Utricularia sect. Steyermarkia

Scientific classification
- Kingdom: Plantae
- Clade: Tracheophytes
- Clade: Angiosperms
- Clade: Eudicots
- Clade: Asterids
- Order: Lamiales
- Family: Lentibulariaceae
- Genus: Utricularia
- Subgenus: Utricularia subg. Utricularia
- Section: Utricularia sect. Steyermarkia P.Taylor
- Type species: U. aureomaculata Steyerm.
- Species: Utricularia aureomaculata; Utricularia cochleata; Utricularia steyermarkii;
- Synonyms: U. sect. Setiscapella (Barnhart) P.Taylor, partly;

= Utricularia sect. Steyermarkia =

Group of carnivorous plants

Utricularia sect. Steyermarkia is a section in the genus Utricularia. The three species in this section are small lithophyte carnivorous plants native to South America.
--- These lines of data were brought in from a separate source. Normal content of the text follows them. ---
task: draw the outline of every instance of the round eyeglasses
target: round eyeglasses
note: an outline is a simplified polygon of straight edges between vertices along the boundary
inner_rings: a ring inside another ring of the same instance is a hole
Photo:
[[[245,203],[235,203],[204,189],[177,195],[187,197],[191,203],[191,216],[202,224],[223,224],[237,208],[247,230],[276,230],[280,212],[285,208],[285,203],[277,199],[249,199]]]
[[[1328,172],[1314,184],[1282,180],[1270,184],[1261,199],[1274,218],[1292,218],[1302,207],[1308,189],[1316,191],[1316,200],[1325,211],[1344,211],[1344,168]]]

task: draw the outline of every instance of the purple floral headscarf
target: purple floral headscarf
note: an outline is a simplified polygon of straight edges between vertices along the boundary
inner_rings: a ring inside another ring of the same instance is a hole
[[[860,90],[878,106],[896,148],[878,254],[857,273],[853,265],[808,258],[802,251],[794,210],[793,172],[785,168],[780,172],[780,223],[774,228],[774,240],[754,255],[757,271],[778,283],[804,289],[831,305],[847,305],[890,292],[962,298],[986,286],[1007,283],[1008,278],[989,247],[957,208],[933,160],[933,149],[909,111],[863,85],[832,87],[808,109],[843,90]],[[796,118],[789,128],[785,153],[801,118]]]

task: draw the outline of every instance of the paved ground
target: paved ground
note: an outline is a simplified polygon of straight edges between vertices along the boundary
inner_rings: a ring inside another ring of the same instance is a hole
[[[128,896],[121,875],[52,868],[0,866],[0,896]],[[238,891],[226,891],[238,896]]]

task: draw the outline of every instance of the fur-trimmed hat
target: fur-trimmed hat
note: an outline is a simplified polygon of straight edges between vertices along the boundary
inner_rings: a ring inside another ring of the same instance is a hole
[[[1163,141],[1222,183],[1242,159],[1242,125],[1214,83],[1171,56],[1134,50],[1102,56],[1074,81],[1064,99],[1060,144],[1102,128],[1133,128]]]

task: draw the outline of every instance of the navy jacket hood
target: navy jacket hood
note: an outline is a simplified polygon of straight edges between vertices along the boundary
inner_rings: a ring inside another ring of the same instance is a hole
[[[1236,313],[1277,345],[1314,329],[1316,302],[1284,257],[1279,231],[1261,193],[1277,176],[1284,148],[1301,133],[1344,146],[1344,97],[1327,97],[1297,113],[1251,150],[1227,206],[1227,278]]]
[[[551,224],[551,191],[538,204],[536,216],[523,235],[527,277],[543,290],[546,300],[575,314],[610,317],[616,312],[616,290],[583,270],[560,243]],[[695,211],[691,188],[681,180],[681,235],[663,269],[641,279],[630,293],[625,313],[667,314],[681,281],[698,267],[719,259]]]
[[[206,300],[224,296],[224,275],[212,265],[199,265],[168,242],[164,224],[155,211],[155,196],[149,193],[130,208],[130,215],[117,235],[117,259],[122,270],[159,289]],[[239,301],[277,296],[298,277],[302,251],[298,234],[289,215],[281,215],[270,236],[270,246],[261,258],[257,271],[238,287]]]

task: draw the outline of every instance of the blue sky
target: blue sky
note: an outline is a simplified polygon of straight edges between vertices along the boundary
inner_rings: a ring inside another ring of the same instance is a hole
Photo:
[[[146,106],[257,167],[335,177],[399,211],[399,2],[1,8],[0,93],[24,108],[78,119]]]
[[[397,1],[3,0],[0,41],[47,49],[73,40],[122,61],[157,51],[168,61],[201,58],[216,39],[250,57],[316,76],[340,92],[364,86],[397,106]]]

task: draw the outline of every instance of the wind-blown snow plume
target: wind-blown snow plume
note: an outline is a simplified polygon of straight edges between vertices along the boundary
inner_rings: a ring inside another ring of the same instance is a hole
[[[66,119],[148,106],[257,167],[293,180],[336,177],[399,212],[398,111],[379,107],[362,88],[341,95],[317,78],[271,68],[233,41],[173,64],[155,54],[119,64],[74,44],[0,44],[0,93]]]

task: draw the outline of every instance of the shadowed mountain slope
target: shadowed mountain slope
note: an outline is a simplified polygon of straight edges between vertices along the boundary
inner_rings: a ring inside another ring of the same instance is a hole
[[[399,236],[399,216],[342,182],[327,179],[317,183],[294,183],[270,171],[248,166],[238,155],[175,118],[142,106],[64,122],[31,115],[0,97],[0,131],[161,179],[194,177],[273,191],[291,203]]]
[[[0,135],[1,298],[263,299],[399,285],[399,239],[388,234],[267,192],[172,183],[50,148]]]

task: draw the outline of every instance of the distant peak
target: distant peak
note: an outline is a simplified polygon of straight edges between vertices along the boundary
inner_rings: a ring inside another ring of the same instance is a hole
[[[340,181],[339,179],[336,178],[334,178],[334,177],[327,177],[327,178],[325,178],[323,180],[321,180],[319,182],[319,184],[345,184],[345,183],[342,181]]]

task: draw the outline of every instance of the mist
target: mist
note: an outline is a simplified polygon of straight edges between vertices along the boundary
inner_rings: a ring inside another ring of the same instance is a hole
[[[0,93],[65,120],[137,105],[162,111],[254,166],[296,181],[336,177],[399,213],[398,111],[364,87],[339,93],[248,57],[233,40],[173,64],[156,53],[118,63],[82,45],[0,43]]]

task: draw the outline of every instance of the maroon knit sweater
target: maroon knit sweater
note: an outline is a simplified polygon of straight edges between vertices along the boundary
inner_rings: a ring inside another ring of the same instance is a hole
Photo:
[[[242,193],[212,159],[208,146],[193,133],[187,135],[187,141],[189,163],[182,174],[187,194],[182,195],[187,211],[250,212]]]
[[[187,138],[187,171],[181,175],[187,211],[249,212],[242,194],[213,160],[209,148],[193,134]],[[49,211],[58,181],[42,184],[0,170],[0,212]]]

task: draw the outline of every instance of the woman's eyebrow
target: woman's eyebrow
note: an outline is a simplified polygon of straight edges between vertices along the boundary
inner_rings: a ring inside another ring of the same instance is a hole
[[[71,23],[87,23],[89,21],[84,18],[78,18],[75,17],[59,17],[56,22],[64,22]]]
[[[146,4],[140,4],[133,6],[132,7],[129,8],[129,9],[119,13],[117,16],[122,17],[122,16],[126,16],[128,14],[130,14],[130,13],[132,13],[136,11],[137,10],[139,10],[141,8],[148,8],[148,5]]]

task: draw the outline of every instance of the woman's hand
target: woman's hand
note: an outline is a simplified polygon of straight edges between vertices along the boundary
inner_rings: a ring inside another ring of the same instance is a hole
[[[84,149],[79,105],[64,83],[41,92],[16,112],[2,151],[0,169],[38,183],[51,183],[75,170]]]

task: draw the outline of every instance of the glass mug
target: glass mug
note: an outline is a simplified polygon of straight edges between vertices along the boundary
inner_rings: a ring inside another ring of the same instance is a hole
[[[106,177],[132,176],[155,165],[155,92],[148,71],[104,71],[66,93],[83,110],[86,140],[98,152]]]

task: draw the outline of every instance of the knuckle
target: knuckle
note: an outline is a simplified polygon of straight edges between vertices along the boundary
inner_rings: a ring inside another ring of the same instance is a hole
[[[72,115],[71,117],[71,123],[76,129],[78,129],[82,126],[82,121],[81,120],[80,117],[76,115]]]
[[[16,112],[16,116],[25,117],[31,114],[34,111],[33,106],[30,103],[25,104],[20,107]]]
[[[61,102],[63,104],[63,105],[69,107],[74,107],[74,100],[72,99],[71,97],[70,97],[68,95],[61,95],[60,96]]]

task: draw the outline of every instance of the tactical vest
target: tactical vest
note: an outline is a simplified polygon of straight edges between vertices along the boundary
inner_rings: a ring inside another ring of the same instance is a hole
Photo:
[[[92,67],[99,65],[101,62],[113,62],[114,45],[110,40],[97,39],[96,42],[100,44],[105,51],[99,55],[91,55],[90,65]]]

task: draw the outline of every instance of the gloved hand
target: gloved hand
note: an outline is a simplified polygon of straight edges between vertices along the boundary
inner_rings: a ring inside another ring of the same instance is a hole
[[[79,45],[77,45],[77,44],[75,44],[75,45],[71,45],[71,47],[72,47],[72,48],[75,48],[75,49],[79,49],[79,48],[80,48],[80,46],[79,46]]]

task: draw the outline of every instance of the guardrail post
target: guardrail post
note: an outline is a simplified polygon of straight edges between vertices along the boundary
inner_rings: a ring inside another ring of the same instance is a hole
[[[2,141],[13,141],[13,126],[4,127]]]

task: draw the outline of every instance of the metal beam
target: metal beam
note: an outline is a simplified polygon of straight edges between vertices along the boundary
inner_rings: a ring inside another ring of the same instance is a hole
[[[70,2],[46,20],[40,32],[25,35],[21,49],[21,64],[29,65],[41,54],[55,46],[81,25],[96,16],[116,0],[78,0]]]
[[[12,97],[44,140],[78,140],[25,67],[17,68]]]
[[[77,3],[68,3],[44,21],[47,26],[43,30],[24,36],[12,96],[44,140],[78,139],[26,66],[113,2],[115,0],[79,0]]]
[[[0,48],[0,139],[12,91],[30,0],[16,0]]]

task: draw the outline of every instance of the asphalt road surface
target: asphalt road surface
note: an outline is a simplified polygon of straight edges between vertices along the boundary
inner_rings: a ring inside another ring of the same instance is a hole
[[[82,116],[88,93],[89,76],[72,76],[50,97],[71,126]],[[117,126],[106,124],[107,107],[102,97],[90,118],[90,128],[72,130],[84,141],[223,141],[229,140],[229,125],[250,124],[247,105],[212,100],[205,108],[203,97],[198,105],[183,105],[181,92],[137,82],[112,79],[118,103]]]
Both U. aureomaculata and U. steyermarkii were previously included in U. sect. Setiscapella until Peter Taylor split them off from it in 1989 with the creation of section Steyermarkia. He did this on the basis of the very different seeds and multinerved leaves seen in these two species. Utricularia cochleata was described in 2008 and added to this section after these taxonomic shifts. This section is named in honor of Julian Alfred Steyermark.